AANBEVELING 189 van 14 februari 20181
1 Het samenwerkingsakkoord tussen de federale overheid, de gewesten en de gemeenschappen voor de oprichting van het Interfederale Centrum voor gelijke kansen en bestrijding van discriminatie en racisme van 12 Juni 2013 geeft aan Unia de bevoegdheid om “onafhankelijke adviezen en aanbevelingen te richten tot elke overheid ter verbetering van de reglementering en de wetgeving.” (art. 5).
Inhoudsopgave
2.1. Vlaamse huurmarkt en discriminatie 3
3.1. Bekendmaking huurprijs en gemeenschappelijke lasten 4
3.2. Opeisbare gegevens van een kandidaat huurder 5
Informatie afhankelijk van stadium huurproces 5
Solvabiliteit van de kandidaat-huurder 7
3.3. Huurwaarborg en huurwaarborglening 8
3.4. Anti-discriminatiebeleid 8
Uitgangspunten anti-dscriminatiebeleid 8
Subsidiëring van erkende verhuurdersorganisaties 9
4. SAMENVATTING AANBEVELINGEN 10
Bekendmaking huurprijs en gemeenschappelijke lasten 10
Opeisbare gegevens van een kandidaat huurder 10
1. Betrokken bevoegdheden
Xxxxxxx Xxxxxxxx Xxxxxx, Viceminister-president van de Vlaamse Regering, Vlaams minister van Binnenlands Bestuur, Inburgering, Wonen, Gelijke Kansen en armoedebestrijding.
2. Context
2.1. Vlaamse huurmarkt en discriminatie
De Vlaamse private huurmarkt is een gesegmenteerde markt die in drie bijna gelijke delen uiteenvalt2: recente woningen van behoorlijke kwaliteit bewoond door gepensioneerde gezinnen of jongere huishoudens na opzeggen huurcontract of echtscheiding, grote en dure kwalitatieve woningen die bewoond worden door jonge starters, en een segment van oude woningen van lage kwaliteit die bewoond worden door socio-economisch zwakkere gezinnen.

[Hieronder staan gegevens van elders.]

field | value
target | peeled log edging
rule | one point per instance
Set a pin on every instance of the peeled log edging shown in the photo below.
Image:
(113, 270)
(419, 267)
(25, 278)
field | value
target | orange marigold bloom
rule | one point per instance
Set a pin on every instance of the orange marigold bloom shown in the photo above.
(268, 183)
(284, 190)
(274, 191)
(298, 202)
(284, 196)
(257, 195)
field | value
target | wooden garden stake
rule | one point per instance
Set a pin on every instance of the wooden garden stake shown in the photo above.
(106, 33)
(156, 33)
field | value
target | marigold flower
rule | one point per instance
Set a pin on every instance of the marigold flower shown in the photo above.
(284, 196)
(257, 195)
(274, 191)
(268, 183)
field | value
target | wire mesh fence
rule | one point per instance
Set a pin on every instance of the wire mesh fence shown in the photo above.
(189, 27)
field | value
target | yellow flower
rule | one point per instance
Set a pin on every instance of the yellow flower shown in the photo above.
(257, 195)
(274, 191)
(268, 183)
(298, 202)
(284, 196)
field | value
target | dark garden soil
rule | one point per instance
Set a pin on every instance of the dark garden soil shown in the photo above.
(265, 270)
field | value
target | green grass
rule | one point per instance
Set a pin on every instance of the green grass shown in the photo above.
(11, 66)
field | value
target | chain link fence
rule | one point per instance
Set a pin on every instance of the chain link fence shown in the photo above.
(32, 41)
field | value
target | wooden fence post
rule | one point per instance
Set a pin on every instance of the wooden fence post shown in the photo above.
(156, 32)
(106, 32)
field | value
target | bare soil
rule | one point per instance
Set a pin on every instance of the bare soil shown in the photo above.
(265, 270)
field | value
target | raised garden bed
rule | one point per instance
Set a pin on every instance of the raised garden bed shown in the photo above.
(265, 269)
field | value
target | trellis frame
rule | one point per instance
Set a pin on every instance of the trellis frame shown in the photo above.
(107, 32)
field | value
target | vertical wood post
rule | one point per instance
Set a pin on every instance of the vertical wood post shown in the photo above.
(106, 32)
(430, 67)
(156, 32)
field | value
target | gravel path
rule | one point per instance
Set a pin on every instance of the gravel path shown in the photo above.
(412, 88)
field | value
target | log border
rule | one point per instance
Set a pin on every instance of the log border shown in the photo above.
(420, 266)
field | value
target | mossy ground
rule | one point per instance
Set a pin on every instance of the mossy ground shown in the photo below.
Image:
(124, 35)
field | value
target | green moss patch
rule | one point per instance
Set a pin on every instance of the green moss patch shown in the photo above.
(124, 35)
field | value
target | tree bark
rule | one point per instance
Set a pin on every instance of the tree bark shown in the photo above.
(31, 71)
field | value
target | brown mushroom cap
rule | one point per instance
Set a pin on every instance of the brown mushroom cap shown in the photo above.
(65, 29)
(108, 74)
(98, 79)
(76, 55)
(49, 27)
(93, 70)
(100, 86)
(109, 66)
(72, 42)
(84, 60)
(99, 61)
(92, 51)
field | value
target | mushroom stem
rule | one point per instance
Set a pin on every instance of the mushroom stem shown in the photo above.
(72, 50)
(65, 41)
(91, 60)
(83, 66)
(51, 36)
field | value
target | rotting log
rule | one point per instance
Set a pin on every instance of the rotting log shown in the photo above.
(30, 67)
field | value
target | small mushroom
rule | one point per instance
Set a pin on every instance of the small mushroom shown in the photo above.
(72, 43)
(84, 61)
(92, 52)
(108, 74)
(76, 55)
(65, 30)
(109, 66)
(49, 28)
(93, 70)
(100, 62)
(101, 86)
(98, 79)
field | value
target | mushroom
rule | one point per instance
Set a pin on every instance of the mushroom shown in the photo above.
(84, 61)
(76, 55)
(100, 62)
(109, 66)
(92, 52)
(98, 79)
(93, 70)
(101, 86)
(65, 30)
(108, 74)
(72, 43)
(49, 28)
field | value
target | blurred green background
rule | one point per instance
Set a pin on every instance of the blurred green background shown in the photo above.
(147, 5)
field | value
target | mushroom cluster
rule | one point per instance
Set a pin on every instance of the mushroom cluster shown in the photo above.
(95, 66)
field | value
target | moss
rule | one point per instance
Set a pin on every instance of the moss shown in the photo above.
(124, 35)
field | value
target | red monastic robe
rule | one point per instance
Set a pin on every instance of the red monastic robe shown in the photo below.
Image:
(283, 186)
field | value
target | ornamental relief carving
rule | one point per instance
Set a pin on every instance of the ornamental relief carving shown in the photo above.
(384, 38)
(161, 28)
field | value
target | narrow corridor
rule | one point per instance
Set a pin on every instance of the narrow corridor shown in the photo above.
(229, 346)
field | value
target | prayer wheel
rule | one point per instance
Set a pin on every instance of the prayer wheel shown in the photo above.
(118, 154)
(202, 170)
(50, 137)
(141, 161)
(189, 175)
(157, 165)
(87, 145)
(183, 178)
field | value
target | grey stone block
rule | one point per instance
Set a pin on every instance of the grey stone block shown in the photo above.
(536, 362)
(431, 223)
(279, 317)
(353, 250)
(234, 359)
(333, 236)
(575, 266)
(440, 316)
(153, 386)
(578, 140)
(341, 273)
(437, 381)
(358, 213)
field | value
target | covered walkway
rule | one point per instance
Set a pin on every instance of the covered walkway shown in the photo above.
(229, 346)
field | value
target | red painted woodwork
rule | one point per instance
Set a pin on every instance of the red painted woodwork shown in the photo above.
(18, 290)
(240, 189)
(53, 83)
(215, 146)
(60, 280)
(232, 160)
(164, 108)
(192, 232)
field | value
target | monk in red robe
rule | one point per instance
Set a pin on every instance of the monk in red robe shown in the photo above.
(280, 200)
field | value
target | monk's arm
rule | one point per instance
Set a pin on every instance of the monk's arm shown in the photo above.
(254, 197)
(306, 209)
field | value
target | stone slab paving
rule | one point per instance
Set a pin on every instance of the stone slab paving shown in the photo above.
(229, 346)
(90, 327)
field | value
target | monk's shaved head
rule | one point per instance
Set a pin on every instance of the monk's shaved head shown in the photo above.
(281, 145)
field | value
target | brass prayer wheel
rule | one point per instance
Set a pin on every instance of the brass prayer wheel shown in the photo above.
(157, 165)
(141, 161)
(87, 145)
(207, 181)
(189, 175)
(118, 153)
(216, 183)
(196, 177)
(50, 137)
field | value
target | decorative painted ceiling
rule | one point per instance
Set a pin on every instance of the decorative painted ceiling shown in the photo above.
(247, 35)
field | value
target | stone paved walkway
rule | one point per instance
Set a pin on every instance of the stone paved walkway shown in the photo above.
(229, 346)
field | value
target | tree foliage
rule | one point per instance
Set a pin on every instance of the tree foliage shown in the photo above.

De Vlaamse Woonraad spreekt voor dit onderste segment in een recent advies over een wooncrisis: er is onvoldoende aanbod voor mensen die het niet zo breed hebben.3
De private huurmarkt is een markt die verdeeld is tussen makelaars en privéverhuurders. Opmerkelijk is dat het grootste deel van de markt in handen is van privéverhuurders die 1 tot 3 panden verhuren.4 Het aandeel van de vastgoedmakelaars bedraagt voor heel Vlaanderen 26,5 procent maar varieert sterk streek per streek.5
Discriminatie op de private huurmarkt gebeurt voornamelijk op basis van de “raciale criteria” (nationaliteit, zogenaamd ras, huidskleur, afkomst of nationale of etnische afstamming) en op vermogen (omwille van de aard van het inkomen bv. leefloon, werkloosheid, invaliditeitsuitkering, ...) of een combinatie van beide (bv. erkende vluchtelingen die niet aan het werk zijn). Daarnaast zijn er gevallen van weigering van redelijke aanpassingen voor personen van een handicap, en worden alleenstaanden soms uitgesloten (meer als ze vrouw zijn en ook kinderen hebben).6
Discriminatie komt voor in alle segmenten maar is meer uitgesproken aanwezig in het onderste segment voor het criterium vermogen. De wanverhouding tussen vraag en aanbod in dit segment creëert immers een kader van negatieve selectie en zelfs discriminatie.7
2 Steunpunt Wonen, Segmentering op de Vlaamse Woningmarkt, 2017
3 Vlaamse Woonraad, Wooncrisis in de onderste lagen van private huurmarkt, Advies 2017 – 06 / 27.04.2017
4 Steunpunt Wonen, Een evaluatie van het woninghuurrecht – Deel II, 2015, p. 23
5 Uit het grote woononderzoek blijkt dat 26,5 percent van de verhuringen gebeurt via een vastgoedmakelaar. De databank van energieprestatiecertificaten spreekt echter van 39,4 percent van de verhuringen. De cijfers van het grote woononderzoek hebben betrekking op de volledige huurmarkt. Als men dat extrapoleert naar de private huurmarkt, komt men uit op 37,5 percent, Hoorzitting Conceptnota private huur, p.9
6 Unia, Jaarverslag 2016, 2017 en Barometer huisvesting, 2014
7 Diversiteitsbarometer Huisvesting 2014, p.155
2.2. Vlaams beleid
In Vlaanderen werd de regionalisering van de private huurmarkt voorbereid door een onderzoek van het Steunpunt Wonen. Daarbij werd ook specifiek aandacht besteed aan “Toegang, Selectie en Discriminatie”.8
In september 2016 stelde Vlaams minister Xxxxxx haar conceptnota private huur voor in het Vlaams parlement. Deze conceptnota zet de krijtlijnen uit voor het toekomstig Vlaams beleid. Wat discriminatie betreft kondigt de conceptnota aan dat er een “Vlaams actieplan antidiscriminatiebeleid op de private huurmarkt” zal opgemaakt worden en dit parallel met het uitwerken van het Vlaams huurdecreet. Beide initiatieven moeten op 1 september 2018 in werking treden.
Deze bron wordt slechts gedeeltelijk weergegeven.